Hi All,

copysign (x, -1) is effectively fneg (abs (x)) which on AArch64 can be
most efficiently done by doing an OR of the signbit.

The middle-end will optimize fneg (abs (x)) now to copysign as the
canonical form and so this optimizes the expansion.

If the target has an inclusive-OR that takes an immediate, then the transformed
instruction is both shorter and faster.  For those that don't, the immediate
has to be separately constructed, but this still ends up being faster as the
immediate construction is not on the critical path.

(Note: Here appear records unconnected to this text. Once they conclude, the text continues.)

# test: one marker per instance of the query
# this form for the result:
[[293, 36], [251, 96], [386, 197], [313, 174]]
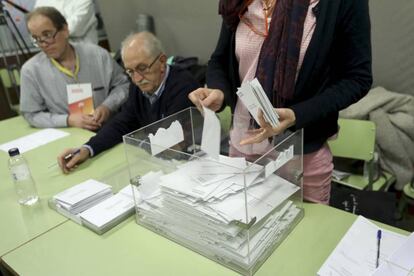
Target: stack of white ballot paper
[[92, 203], [203, 202], [254, 98]]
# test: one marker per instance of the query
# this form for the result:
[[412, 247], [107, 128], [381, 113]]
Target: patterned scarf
[[279, 55]]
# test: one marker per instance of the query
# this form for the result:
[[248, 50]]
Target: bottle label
[[20, 172]]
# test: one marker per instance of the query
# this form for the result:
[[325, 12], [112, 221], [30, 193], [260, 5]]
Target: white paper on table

Bootstrapped Regtested on aarch64-none-linux-gnu and no issues.

Note that this is part of another patch series, the additional testcases
are mutually dependent on the match.pd patch.  As such the tests are added
there insteadof here.

Ok for master?

Thanks,
Tamar

gcc/ChangeLog:

        PR tree-optimization/109154
        * config/aarch64/aarch64.md (copysign<GPF:mode>3): Handle
        copysign (x, -1).
        * config/aarch64/aarch64-simd.md (copysign<mode>3): Likewise.
        * config/aarch64/aarch64-sve.md (copysign<mode>3): Likewise.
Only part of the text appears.